Linux IO scheduling

Source: Internet
Author: User
Tags dmesg

I/O scheduling algorithm plays the role of referee when competing disk I/O for each process. He asked for the order and timing of the requests to be optimally handled in order to achieve the best possible overall I/O performance.
There are 4 scheduling algorithms listed under Linux
CFQ (Completely Fair Queuing perfectly Fair line) (ELEVATOR=CFQ):


This is the default algorithm, which is usually the best choice for a common server. It attempts to evenly distribute access to I/O bandwidth. In multimedia applications, audio and video are always guaranteed to read from disk in a timely manner. But it's also good for other types of applications. One queue per process, and each queue merges and sort according to the above rules. Round robin schedules between processes, executing 4 requests per process at a time. Can be adjusted queued and quantum to optimize


Deadline (Elevator=deadline):
This algorithm attempts to minimize the latency of each request. The algorithm re-ordered the request to improve performance. You can adjust the queue's outdated read-write process, such as Read_expire and write_expire two parameters to control how long the data must be read, timeout to discard the sort. Compare the appropriate small files. You can also use the open front_merges to merge adjacent files.




NOOP (Elevator=noop):
The I/O request is assigned to the queue, and the dispatch is performed by the hardware, only when the CPU clock frequency is relatively limited.
NoOp is less concerned with I/O, and all I/O requests are processed in a FIFO queue, with the default being that I/O does not have a performance problem. This also makes the CPU less worried. Of course, for a more complex application type using this scheduler, users will be very worried about themselves.
The NoOp scheduling algorithm is optimized by the disk hardware when the request is stored in the queue and processed by the I/O subsystem.

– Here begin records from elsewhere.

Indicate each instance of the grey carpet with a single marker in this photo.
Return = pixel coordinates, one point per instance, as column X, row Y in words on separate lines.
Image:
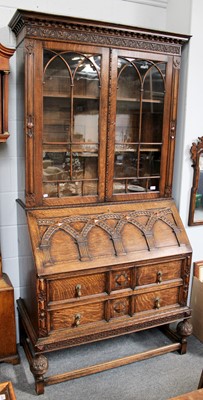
column 157, row 378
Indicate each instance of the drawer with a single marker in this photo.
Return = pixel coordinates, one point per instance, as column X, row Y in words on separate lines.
column 159, row 273
column 75, row 287
column 122, row 279
column 157, row 299
column 120, row 307
column 74, row 317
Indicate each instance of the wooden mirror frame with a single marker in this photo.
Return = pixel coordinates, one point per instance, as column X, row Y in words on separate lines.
column 196, row 152
column 5, row 55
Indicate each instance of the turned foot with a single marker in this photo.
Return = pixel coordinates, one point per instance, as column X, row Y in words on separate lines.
column 184, row 329
column 39, row 367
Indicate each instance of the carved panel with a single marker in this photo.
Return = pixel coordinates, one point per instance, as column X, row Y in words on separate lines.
column 113, row 225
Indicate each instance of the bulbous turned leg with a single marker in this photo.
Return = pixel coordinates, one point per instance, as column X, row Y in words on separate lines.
column 39, row 367
column 184, row 329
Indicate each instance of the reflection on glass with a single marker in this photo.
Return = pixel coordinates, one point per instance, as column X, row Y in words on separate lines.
column 71, row 124
column 139, row 124
column 198, row 214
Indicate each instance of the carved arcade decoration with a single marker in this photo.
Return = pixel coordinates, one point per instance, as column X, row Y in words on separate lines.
column 111, row 223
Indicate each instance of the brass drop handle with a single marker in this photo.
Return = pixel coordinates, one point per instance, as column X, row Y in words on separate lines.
column 159, row 276
column 77, row 319
column 78, row 290
column 157, row 303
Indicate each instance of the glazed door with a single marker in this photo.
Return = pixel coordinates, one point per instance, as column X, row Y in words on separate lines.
column 74, row 124
column 139, row 128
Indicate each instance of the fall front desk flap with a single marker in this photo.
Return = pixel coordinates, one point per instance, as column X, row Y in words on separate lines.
column 70, row 239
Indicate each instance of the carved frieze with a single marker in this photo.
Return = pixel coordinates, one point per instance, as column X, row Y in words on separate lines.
column 67, row 29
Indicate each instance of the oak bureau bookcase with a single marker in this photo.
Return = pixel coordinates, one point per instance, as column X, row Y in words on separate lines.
column 111, row 255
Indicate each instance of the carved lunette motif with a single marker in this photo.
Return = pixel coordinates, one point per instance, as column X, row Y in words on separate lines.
column 59, row 28
column 101, row 221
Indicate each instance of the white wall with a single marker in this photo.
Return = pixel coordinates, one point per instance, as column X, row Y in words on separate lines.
column 180, row 16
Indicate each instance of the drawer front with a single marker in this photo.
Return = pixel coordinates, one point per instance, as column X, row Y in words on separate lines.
column 70, row 288
column 75, row 316
column 120, row 307
column 157, row 299
column 159, row 273
column 122, row 279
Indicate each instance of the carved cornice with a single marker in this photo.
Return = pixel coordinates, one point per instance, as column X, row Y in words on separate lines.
column 43, row 26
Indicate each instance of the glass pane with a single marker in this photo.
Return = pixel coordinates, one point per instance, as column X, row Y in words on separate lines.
column 125, row 162
column 149, row 161
column 71, row 124
column 153, row 103
column 56, row 120
column 128, row 101
column 86, row 120
column 139, row 124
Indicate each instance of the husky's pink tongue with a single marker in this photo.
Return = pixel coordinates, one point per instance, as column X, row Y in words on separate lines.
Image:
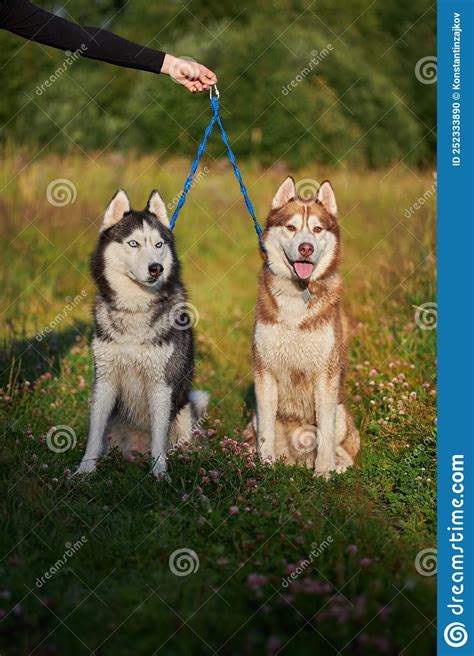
column 303, row 269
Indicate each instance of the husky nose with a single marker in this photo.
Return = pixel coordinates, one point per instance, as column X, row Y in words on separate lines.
column 306, row 249
column 155, row 269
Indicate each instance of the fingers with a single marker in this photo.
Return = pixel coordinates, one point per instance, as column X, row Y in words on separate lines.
column 189, row 73
column 206, row 76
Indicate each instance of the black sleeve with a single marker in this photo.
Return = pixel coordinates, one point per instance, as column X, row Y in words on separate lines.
column 29, row 21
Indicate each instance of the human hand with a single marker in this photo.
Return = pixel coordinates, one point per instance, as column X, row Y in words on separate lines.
column 195, row 77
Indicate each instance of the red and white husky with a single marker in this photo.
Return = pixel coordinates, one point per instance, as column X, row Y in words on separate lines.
column 300, row 337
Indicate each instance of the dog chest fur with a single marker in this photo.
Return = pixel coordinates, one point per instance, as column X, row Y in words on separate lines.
column 295, row 358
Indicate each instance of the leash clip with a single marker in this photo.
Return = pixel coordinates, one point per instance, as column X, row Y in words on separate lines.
column 216, row 91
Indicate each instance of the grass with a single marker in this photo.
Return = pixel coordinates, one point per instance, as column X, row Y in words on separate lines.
column 249, row 527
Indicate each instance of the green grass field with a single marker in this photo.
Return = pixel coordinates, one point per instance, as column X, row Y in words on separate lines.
column 88, row 566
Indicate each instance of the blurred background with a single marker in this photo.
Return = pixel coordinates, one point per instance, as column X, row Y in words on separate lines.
column 327, row 81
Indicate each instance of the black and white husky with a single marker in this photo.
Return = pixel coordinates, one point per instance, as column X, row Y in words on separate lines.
column 143, row 342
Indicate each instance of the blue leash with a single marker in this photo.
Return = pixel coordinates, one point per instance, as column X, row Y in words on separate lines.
column 202, row 147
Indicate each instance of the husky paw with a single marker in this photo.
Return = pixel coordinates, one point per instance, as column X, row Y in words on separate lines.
column 162, row 476
column 86, row 467
column 159, row 469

This algorithm is generally only for some specific hardware (such as RAM disk and TCQ disk, etc.). Modern disk controllers are equipped with the ability to optimize with tagged command queuing. Tagged command Queuing (TCQ) can reduce the action of the head by reordering the I/O requests by the disk controller. I/O requests that usually need to be reorganized will have an identifier, so that the controller will process the I/O requests as they are received.
Some applications need to limit queue length, and modern device drivers have TCO capabilities to control queue lengths, and this function can be added as a kernel parameter when the system is booted. For example, to control the queue length of a SCSI drive Lun2 of 64 requests, you can modify the/etc/grub.conf and add the following kernel parameters: aic7xxx=tag_info:{{0,0,64,0,0,0,0}}


Anticipatory (Elevator=as):
Optimize the service time for read operations and wait a short time while providing an I/O, enabling the process to commit to additional I/O. Anticipatory scheduler (AS) was once the I/O scheduler of the Linux 2.6 kernel. Anticipatory's Chinese meaning is "expected, expected", the word does reveal the characteristics of this algorithm, simply said that when there is an I/O occurs, if there is a process request I/O operation, it will produce a default 6 millisecond guessing time, guess the next process request I/O is what to do. This can cause a large delay for random reads, bad for database applications, and a good performance for Web servers. This algorithm can also be easily understood to target low-speed disks, because that "guess" is actually intended to reduce the head movement time. This algorithm is therefore more suitable for sequential read and write applications. The kernel parameters that can be used for tuning are Antic_expire, Read_expire, and Write_expire.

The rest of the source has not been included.